We disagree as to the best way to keep the battery charged: Just start the truck occasionally, and let it sit in the driveway and run for a little while every week, or actually take it out on the road, and drive for 20 miles or so?
Or put it on the charger every week or so?
Also, if the battery goes dead, will that mess up the computer for emissions testing, just as if we had to replace the battery?
The answer to your last question is yes.
If the battery goes completely dead, the computer will lose its stored emissions data. Then you’ll have to drive it for a few days to create new data before you can pass an emissions test.

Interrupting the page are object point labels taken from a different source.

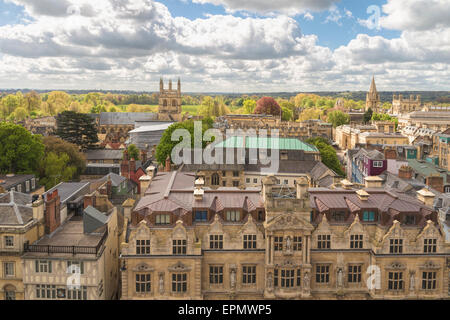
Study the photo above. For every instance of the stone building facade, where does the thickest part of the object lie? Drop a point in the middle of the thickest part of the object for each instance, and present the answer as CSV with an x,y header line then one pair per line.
x,y
22,221
285,129
373,101
169,102
186,241
401,105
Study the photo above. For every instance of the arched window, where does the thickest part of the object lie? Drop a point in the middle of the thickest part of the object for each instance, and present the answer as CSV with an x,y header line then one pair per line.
x,y
10,292
215,179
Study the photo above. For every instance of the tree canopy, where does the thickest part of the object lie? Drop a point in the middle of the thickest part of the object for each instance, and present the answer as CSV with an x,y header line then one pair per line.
x,y
328,154
338,118
20,151
165,146
267,105
77,128
61,147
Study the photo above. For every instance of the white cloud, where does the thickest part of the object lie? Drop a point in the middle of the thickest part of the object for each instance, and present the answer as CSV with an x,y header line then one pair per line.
x,y
119,44
290,7
308,16
416,15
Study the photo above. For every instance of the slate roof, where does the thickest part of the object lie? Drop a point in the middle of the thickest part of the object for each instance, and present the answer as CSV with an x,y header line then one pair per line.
x,y
15,208
105,154
267,143
69,190
9,182
125,118
389,202
174,192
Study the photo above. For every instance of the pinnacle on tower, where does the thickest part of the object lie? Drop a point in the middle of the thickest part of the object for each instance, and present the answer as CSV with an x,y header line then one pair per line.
x,y
373,87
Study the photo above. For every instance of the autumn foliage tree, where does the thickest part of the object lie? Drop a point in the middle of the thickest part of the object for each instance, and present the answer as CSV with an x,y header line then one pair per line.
x,y
267,105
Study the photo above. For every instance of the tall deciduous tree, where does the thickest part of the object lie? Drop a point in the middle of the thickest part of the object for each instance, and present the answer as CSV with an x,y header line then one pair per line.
x,y
165,146
267,105
57,169
20,151
338,118
60,147
328,154
77,128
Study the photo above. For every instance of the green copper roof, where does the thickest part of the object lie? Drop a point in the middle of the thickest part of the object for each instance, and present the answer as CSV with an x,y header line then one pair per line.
x,y
267,143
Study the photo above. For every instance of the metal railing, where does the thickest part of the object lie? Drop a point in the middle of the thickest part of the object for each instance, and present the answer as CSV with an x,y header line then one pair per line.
x,y
40,248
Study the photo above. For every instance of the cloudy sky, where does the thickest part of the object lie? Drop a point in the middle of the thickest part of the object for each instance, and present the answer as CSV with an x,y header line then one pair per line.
x,y
225,45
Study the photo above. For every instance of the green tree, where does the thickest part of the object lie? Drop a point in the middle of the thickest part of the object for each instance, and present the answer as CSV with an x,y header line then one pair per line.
x,y
165,146
60,147
32,101
20,113
133,152
77,128
328,154
249,106
310,113
213,107
338,118
287,114
20,151
367,115
57,169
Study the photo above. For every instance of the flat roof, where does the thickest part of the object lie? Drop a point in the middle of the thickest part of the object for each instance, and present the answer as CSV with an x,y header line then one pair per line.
x,y
267,143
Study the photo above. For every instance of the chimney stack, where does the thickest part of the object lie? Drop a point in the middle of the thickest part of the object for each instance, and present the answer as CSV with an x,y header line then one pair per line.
x,y
405,172
52,212
302,187
198,190
373,182
144,183
362,195
168,165
426,196
435,181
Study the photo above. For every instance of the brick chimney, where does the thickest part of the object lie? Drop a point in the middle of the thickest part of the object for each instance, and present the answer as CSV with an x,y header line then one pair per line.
x,y
436,182
124,166
132,166
167,167
426,196
373,182
405,172
390,154
144,183
89,200
144,156
52,212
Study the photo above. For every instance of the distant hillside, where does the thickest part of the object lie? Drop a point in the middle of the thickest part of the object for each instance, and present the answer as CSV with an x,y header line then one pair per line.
x,y
386,96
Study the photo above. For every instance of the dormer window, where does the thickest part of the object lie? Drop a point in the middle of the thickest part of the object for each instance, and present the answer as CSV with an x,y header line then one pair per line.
x,y
162,219
410,220
368,216
338,216
201,215
233,215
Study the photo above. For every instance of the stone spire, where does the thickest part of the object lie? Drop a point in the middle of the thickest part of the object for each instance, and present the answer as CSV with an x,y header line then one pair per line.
x,y
373,98
373,87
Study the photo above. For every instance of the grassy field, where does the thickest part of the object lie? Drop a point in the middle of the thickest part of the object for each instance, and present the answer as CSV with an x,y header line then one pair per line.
x,y
193,110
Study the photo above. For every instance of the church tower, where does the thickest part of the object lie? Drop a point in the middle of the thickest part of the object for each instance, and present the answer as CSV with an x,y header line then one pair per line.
x,y
169,102
373,98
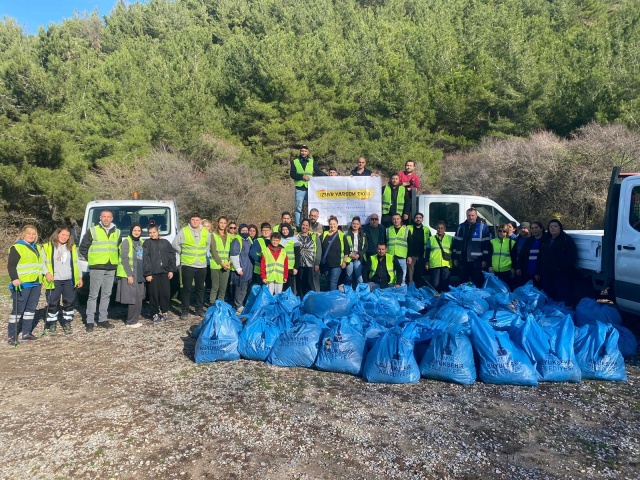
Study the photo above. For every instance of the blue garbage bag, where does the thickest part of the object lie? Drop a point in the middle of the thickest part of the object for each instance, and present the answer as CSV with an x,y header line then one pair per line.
x,y
494,284
500,360
505,301
298,346
257,338
391,359
259,297
450,358
590,311
501,319
627,343
551,348
596,347
218,308
470,298
334,304
530,296
218,335
342,348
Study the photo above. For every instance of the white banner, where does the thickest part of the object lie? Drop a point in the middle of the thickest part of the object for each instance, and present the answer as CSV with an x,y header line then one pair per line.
x,y
346,197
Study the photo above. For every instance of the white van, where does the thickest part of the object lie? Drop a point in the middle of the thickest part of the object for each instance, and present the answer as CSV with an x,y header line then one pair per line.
x,y
163,213
452,209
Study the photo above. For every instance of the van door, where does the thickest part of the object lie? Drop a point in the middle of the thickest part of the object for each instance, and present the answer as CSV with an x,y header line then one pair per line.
x,y
627,247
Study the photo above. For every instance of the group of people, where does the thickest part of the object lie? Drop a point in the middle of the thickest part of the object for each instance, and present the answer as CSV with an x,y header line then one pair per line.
x,y
394,248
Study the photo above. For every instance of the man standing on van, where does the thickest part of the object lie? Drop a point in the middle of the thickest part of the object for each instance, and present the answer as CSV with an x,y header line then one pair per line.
x,y
301,171
471,249
192,243
100,247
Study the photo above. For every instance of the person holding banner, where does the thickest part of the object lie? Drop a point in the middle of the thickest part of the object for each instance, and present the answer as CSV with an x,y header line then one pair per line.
x,y
394,200
301,171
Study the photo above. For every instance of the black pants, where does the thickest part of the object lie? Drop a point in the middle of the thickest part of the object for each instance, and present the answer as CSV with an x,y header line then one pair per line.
x,y
159,293
439,278
191,275
471,271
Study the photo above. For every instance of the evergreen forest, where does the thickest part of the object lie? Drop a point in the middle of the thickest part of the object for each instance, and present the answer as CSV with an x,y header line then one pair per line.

Not to mention that you’ll have to restore all of your radio presets.
In terms of maintaining a car you don’t drive much, the worst thing you can do is start it up and just let it run in the driveway for a few minutes. That’s bad for two reasons. First, you’re not really recharging the battery.
So you’re using the battery to start the truck, and then leaving it weaker than before you ran the car.
Second, when the engine runs, the combustion of gasoline and air creates water vapor.
But if you don’t run the car long enough to really heat things up, you allow the water vapor to sit there and cause rust.
So I’d make two suggestions: One, start it up and drive it for a day every few months.
Not only will you charge the battery and evaporate any water vapor you create, but you’ll also exercise some moving parts of the truck that should move once in a while.
Things like brake calipers and transmission solenoids can stick or rust if they’re left for a long time.
Belts can dry up and crack.
My second suggestion is to get a trickle charger.
For $30, you can get a battery charger that “trickles” a small amount of electricity to your battery as it’s needed.
The advantage of a trickle charger over a conventional charger is that a trickle charger never lets your battery go dead, so the truck can be started whenever you do want to use it. And a trickle charger doesn’t need to be monitored.
You just hook it up, plug it in, and your battery is always ready to go.
And then, with all that extra time you have from not starting your truck every couple of weeks, you can ponder the question of why you’re keeping it in the first place.
Do you really need that truck if you only make one trip to the lumberyard per year?